The Practice of Rotisserie Chicken is a practical, recipe-filled guide for turning one grocery store rotisserie chicken into more than one useful meal.
A store-bought chicken can solve dinner tonight, but it can also do much more. With the right plan, it can become sandwiches, rice bowls, soups, casseroles, tacos, pasta, salads, freezer portions, lunch plates, gravy suppers, and easy no-reheat meals. This book shows how to make that happen without complicated cooking or unusual ingredients.
Written by R.A. Calkins, this guide is built for real kitchens and ordinary grocery store food. It helps the reader choose a good rotisserie chicken, bring it home well, break it down into useful portions, store it safely, reheat it without drying it out, stretch it with rice, potatoes, pasta, beans, vegetables, bread, tortillas, broth, and sauce, and turn leftovers into meals that do not feel like leftovers.
This is a clean, straightforward Kindle book with no PDF downloads or pictures. Instead, the focus is on clear instruction, practical kitchen patterns, and written recipes that are easy to follow on the page.
Inside, readers will find recipes and meal ideas such as chicken salad sandwiches, chicken rice bowls, chicken noodle soup, chicken rice soup, chicken gravy over potatoes or toast, salsa chicken tacos, quesadillas, chicken broccoli rice bake, creamy chicken noodles, tomato chicken pasta, chicken pot pie filling, chicken potato bakes, cold chicken pasta salad, white bean and chicken salad, chicken wraps, no-cook plates, freezer taco filling, and simple broth made from the chicken frame.
The book also explains how to solve common rotisserie chicken problems. Dry chicken needs moisture. Salty chicken needs plain supports. Bland chicken needs direction. Heavy meals need brightness. Soft meals need crunch. Small amounts of chicken need the right base. These simple ideas help readers use what they have instead of wasting food or starting over.
This is not a book about fancy cooking. It is about useful cooking.
It is for the person who brings home a rotisserie chicken after a long day and wants dinner fast. It is for the family trying to stretch one chicken into more than one meal. It is for the single cook who does not want half a bird forgotten in the refrigerator. It is for the household that wants lunches, soups, casseroles, bowls, tacos, and freezer help from one simple purchase.

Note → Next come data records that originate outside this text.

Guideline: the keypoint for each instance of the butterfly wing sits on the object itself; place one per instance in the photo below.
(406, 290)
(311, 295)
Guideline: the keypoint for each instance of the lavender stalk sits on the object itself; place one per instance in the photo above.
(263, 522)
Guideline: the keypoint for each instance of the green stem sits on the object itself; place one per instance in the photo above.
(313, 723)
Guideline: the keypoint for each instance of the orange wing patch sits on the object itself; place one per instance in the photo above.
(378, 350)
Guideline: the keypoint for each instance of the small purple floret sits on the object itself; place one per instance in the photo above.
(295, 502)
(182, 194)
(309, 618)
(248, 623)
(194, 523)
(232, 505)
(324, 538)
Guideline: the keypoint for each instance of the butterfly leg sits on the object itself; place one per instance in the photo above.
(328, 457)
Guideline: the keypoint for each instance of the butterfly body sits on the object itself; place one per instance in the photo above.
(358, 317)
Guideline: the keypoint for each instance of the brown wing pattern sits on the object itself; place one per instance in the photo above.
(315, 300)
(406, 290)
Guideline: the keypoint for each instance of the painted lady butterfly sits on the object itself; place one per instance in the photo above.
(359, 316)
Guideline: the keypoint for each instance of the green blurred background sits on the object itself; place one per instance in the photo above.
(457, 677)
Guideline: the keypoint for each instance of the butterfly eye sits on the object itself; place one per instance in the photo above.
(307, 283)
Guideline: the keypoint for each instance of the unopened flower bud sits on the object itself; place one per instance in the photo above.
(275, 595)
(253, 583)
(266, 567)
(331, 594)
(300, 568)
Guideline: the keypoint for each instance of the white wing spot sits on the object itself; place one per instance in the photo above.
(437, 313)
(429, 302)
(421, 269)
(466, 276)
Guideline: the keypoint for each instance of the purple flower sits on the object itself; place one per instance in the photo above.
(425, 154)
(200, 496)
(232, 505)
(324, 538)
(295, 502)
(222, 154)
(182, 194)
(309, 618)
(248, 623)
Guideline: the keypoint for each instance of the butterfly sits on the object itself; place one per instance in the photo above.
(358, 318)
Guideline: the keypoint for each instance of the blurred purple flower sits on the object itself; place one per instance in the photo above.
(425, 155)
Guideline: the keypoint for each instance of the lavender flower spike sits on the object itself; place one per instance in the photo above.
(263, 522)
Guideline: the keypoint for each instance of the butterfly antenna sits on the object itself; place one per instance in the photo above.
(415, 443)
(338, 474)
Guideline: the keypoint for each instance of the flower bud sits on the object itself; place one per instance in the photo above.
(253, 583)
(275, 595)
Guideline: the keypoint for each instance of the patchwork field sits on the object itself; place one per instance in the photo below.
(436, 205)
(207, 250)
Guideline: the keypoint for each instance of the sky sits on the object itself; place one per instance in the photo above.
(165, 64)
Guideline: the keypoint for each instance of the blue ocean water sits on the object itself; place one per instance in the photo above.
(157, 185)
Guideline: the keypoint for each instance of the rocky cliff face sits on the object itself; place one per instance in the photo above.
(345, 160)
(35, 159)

The recipes are written with flexibility in mind. Many of them offer options for different sauces, bases, vegetables, and finishes, so the reader can use what is already in the kitchen. A cup of chicken can become soup, a rice bowl, a potato topping, a quesadilla, or chicken salad. Two cups can become pasta, casserole, taco filling, pot pie, or a family-style bake.
The goal is simple: help one grocery store chicken serve well.
With practical chapters on sauces, sandwiches, bowls, soups, casseroles, tacos, pasta, cold meals, freezer portions, pantry supports, meal planning, troubleshooting, and final kitchen checks, The Practice of Rotisserie Chicken gives readers a dependable system for making rotisserie chicken more useful, less wasteful, and easier to enjoy.
A hot chicken from the store can be more than a last-minute supper.
With a little practice, it can become the beginning of several home-cooked meals.